There’s still time to check out the Tilt Festival

Is the Tilt Festival worth checking out? Oui! There's still a few events throughout April/ Photo: Meredith Craig de Pietro

Is the Tilt Festival worth checking out? Oui! There are still a few events throughout April Photo: Meredith Craig de Pietro

If your family hasn’t yet checked out the second annual Tilt Kids Festival, presented by The Cultural Services of the French Embassy and the French Institute Alliance Française (FIAF), there’s still time! This Saturday, April 8, celebrate storytelling (for free!) with Fanny de Chaille: The Teens Library, a living library where a teen will tell a story to your family one-on-one. On April 11-16, enjoy The Seven Fingers, a food themed circus from Montreal. Tickets are $45-$99. Plus, the Hervé Tullet exhibit (reviewed below) continues through April 22. My 7-year-old son and I have been having a bon temps with the international artists and events. If you still need convincing. here are the highlights, so far.

Hervé Tullet Kids Opening

The closest things kids have to celebrities are beloved book authors. That would explain why families turned out in spades for the opening of This Isn’t Trash, the first New York exhibition of work by Hervé Tullet, the wildly imaginative artist and children’s book author. Kids know and love Press Here, and this family-focused opening at The Invisible Dog Art Center on March 4 explored his signature style with colorfully painted, torn, taped, creased and reassembled sheets of paper that were hung from the ceiling. Kids were invited to wade through a box of scrap paper, and find their own torn paper for inspiration, which was my son’s favorite part. A never ending line of fans queued up to have the artist sign copies of their favorite book, while the author beamed merrily from his perch behind the table. The show is on display until April 22.

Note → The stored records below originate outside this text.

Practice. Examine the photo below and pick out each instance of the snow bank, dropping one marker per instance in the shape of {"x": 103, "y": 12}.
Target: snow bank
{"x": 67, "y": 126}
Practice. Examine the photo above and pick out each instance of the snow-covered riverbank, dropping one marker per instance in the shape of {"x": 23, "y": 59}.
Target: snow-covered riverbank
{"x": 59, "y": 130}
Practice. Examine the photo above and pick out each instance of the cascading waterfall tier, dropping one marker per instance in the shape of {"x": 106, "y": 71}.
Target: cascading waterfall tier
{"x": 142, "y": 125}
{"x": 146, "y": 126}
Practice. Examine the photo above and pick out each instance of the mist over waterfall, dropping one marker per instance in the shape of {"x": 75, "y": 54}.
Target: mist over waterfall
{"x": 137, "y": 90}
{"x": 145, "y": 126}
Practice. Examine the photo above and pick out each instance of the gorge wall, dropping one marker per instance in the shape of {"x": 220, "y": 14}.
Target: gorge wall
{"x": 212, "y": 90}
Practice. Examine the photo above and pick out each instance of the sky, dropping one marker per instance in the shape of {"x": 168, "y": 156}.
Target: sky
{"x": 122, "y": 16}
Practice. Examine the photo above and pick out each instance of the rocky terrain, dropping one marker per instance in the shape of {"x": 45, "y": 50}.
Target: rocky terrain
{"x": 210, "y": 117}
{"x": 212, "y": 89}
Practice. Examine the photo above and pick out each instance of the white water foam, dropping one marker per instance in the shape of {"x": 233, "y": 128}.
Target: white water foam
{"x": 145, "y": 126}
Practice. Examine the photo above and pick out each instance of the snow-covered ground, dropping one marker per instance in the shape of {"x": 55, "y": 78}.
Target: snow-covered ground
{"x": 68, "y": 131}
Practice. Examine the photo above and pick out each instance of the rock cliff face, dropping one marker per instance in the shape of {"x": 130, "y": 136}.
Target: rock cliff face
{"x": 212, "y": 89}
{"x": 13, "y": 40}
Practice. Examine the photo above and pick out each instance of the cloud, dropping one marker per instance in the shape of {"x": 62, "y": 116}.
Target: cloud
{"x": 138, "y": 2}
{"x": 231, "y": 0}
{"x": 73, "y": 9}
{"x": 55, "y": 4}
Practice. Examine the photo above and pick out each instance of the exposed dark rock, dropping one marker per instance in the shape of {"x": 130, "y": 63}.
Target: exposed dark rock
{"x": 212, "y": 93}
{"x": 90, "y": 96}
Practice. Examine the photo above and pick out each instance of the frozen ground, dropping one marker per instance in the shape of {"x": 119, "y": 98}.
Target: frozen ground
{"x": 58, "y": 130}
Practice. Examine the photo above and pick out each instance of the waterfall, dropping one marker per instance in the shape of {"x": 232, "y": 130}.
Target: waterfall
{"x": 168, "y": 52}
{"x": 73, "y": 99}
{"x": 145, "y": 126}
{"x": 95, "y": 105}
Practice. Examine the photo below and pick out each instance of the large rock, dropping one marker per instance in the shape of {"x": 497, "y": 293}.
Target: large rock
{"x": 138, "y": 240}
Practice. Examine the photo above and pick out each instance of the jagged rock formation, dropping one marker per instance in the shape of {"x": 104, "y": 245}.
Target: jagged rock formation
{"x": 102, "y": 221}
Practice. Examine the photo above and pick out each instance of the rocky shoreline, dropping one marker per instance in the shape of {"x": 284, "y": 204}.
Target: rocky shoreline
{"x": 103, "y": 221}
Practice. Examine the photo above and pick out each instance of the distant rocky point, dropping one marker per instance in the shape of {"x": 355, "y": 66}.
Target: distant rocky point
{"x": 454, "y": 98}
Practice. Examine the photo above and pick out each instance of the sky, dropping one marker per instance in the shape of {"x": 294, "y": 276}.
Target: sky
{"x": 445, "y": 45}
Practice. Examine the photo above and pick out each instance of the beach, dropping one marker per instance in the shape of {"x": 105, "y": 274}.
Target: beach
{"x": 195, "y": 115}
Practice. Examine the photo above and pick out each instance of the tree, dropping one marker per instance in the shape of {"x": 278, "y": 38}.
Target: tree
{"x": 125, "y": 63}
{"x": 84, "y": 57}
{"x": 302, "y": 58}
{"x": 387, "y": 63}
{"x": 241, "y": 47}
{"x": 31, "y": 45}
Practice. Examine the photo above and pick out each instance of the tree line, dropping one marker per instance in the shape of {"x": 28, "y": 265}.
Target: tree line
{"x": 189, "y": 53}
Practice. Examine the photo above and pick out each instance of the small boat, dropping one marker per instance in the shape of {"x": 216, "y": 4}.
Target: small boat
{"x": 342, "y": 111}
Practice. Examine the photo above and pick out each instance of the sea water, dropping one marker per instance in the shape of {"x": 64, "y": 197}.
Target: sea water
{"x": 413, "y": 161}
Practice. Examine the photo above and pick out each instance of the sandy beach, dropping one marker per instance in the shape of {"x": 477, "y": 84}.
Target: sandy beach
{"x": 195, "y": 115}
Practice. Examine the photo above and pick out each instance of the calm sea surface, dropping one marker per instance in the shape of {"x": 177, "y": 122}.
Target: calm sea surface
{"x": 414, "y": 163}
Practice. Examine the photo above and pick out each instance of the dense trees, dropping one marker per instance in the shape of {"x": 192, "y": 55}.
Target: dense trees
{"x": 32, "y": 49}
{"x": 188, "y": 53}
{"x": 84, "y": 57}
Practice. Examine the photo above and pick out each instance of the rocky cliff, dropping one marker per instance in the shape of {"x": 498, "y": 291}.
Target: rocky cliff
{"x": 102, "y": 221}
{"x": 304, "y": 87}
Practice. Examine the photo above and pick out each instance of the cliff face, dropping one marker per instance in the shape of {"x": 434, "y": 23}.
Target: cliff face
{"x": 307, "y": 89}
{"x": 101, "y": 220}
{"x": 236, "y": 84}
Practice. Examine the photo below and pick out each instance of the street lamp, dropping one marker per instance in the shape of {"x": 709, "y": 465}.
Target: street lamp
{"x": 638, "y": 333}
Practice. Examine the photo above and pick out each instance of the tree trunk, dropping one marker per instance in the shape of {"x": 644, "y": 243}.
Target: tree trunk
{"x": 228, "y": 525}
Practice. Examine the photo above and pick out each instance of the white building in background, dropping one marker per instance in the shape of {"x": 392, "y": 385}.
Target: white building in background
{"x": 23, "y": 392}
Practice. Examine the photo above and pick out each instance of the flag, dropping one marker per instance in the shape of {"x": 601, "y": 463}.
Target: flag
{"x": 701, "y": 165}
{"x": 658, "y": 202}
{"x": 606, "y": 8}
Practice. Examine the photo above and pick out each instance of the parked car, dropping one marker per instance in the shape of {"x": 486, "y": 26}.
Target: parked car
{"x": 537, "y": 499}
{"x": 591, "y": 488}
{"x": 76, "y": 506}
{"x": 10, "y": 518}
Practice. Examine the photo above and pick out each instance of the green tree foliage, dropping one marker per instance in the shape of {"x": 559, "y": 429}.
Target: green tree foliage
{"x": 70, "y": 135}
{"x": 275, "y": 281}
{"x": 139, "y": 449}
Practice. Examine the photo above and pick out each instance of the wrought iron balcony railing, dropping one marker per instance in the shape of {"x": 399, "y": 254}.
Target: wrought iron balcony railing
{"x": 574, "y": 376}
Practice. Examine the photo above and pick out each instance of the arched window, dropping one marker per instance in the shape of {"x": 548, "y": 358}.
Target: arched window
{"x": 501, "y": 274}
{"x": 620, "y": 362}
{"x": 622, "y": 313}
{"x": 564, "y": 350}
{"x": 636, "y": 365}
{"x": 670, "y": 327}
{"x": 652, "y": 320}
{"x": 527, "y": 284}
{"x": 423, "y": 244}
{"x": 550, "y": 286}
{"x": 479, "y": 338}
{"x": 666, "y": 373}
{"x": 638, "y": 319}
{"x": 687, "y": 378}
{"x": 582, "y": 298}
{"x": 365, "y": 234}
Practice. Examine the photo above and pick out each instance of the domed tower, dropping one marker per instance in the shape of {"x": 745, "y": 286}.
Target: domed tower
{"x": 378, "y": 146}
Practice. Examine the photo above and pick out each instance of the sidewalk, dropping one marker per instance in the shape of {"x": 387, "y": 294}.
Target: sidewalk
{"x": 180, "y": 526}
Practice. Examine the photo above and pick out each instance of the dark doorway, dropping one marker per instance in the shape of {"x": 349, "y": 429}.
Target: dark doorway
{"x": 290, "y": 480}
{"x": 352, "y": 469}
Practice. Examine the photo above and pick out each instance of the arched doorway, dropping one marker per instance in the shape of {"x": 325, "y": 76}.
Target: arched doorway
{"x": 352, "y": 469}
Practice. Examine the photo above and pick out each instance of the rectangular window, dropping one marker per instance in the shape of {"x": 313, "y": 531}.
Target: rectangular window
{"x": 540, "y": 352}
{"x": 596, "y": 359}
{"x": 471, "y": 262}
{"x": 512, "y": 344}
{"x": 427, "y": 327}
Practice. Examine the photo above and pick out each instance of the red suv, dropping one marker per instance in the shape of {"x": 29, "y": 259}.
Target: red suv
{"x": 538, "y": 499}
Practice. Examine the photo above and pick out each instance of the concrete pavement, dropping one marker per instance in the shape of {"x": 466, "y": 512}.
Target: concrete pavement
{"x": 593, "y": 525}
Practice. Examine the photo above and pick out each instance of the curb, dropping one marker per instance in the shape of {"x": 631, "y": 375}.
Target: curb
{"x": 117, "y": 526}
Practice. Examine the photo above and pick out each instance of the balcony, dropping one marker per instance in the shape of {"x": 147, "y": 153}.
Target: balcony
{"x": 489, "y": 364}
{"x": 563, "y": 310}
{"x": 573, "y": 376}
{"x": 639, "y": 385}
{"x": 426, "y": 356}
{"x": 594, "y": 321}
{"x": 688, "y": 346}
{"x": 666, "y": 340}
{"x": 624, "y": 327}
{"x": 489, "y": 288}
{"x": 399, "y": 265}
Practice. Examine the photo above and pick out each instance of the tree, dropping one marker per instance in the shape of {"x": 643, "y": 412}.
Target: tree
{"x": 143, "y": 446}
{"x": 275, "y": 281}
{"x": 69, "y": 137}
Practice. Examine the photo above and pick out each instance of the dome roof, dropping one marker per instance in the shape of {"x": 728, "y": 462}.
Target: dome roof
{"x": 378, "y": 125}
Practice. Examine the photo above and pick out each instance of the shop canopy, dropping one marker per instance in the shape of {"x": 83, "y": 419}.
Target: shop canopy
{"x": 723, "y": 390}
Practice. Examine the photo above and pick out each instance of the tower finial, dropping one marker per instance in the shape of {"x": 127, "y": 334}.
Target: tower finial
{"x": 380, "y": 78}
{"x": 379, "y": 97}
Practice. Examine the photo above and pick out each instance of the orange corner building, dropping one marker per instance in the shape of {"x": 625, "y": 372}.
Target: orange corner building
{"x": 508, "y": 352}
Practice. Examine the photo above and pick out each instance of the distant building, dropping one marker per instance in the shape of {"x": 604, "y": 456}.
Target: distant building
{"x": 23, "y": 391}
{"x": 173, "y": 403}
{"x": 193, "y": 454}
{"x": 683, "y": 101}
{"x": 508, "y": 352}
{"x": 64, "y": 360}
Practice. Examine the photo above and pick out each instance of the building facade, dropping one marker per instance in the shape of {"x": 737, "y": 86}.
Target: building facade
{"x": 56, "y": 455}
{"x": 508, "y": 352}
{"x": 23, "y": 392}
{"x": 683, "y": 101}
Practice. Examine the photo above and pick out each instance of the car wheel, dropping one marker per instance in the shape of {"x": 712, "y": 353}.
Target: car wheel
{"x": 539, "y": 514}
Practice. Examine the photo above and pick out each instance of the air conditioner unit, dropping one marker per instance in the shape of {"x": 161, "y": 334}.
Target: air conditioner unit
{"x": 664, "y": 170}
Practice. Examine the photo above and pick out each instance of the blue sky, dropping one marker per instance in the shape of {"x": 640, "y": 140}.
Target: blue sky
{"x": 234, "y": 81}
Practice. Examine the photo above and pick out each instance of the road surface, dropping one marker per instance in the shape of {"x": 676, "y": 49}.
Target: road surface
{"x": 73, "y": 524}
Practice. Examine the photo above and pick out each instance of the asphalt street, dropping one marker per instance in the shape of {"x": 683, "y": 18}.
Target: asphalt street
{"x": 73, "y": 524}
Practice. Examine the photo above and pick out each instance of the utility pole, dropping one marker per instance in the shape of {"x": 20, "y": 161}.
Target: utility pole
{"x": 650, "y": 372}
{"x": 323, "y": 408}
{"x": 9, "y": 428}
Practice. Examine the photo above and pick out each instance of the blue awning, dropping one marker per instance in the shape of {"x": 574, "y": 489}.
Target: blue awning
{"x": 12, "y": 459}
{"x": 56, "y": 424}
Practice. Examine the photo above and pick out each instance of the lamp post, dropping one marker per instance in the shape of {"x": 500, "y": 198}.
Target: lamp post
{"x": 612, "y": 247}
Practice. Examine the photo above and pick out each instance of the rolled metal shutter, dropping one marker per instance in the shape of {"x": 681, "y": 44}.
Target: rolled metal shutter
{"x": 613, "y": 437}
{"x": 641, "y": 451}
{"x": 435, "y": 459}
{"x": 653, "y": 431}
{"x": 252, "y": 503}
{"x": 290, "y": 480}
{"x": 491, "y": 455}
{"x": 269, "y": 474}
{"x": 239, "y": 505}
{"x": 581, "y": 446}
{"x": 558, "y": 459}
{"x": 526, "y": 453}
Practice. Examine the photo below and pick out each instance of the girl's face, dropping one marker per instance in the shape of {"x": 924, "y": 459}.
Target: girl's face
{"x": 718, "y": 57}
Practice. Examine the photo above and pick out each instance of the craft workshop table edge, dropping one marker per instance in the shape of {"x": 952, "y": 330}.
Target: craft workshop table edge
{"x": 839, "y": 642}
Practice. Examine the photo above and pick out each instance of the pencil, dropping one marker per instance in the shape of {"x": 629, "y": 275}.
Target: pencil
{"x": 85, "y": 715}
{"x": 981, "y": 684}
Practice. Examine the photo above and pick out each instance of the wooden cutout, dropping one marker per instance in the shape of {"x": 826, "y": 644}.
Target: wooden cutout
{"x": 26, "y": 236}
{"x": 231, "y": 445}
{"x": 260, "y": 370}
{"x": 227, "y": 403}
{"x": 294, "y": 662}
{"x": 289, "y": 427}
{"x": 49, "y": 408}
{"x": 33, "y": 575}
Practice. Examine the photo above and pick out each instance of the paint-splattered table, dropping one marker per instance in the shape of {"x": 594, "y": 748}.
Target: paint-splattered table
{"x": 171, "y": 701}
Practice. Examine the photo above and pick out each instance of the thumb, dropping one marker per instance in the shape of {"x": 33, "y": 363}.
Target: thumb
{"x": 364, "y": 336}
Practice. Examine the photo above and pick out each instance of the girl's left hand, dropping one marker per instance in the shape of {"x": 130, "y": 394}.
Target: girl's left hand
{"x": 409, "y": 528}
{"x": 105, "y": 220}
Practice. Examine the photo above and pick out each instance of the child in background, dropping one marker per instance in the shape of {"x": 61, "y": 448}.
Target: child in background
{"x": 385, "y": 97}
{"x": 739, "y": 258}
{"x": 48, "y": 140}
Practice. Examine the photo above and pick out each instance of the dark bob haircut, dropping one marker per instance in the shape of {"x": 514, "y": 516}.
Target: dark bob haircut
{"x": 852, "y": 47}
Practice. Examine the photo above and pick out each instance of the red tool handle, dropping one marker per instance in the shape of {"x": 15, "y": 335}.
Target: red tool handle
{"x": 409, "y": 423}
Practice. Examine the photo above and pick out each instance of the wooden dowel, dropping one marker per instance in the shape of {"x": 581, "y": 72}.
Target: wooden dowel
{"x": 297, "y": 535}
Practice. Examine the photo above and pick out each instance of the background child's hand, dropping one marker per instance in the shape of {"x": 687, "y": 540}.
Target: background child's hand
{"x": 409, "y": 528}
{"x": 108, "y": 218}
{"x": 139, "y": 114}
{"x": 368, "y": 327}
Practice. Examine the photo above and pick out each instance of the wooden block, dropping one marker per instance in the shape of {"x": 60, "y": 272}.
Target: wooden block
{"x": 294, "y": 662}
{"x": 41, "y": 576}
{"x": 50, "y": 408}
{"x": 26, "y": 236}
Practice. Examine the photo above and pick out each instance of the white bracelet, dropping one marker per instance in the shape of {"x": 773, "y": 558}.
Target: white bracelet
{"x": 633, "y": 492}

With daring feats and dangerous stunts, Nacho Flores made every kid in the audience rethink playing with blocks. Photo: Meredith Craig de Pietro

With daring feats and dangerous stunts, Nacho Flores made every kid in the audience rethink playing with blocks. Photo: Meredith Craig de Pietro

Nacho Flores, Tesseract- Part of Circus Now at NYU

If you have ever seen the TV show Baskets starring the comedian Zach Galifianakis then you’ll have an easy time imagining the performance of Nacho Flores in his zany balancing act. Originally from Madrid, he is half mime, half tightrope walker, and had the kiddie audience giggling profusely as he balanced his way across wooden cubes to water an impossibly placed plant. My son clapped with glee as Nacho climbed upon wooden robots which crashed down around him. A girl behind us kept yelling “What is he doing? What is he doing?” We were all kept on the edge of our seats waiting for the block towers to fall. The program notes described the act as “a fusion between sculpture and circus.” But the audience was just as fascinated by the seemingly imminent danger of Nacho taking a fall.


Kids learned how to answer life's biggest mysteries. Photo: Tilt Kids Festival

Budding philosophers learned how to answer life’s biggest mysteries. Photo: Tilt Kids Festival

Philosophy For Kids

We attended a free event on March 19 at the Brooklyn Public Library that was put on by Simon Critchley and PhD students from the Institute of Philosophy For Kids in Montclair, N.J. They broke the kids into small groups and brought them into labs. According to my son, they pondered such questions as “Is a person the same as a baby or an old woman?” or “If you chew a piece of gum, is it the same piece of gum?” My son was happy to chew a piece of gum. The parents weren’t neglected either. Ariel Sykes led a discussion on how to begin philosophical discussions with kids. Being genuine with wanting to understand kids, and letting them know when you don’t know an answer are just a few of the techniques. I left with this philosophical question: Instead of rushing kids around to after school classes, what if we just sat with our kids looking at the clouds and pontificating on infinity?


Kids got a chance to get behind the turntables at this family dance party. Photo: Antonio de Pietro

Kids got a chance to get behind the turntables at this family dance party. Photo: Antonio de Pietro

Pedro Winter (Busy P): Stereokids

Pedro Winter, aka Busy P., is a French DJ best known as being the manager of Daft Punk. On March 25, he hosted a free dance party on a floor of the Cultural Services of the French Embassy building on 5th Avenue. Kids were encouraged to get behind the turntables, and the electronic music blasted while kids and adults danced. There were also crafts and a (temporary) tattoo station, but the party was on the dance floor with a freeze dance contest, Michael Jackson throwbacks, and floating balloons. My son ate sugar and boogied down until he was sweating. I spotted a brave mom in stilettos dancing with her daughter sitting on her shoulders. It was just that kind of party.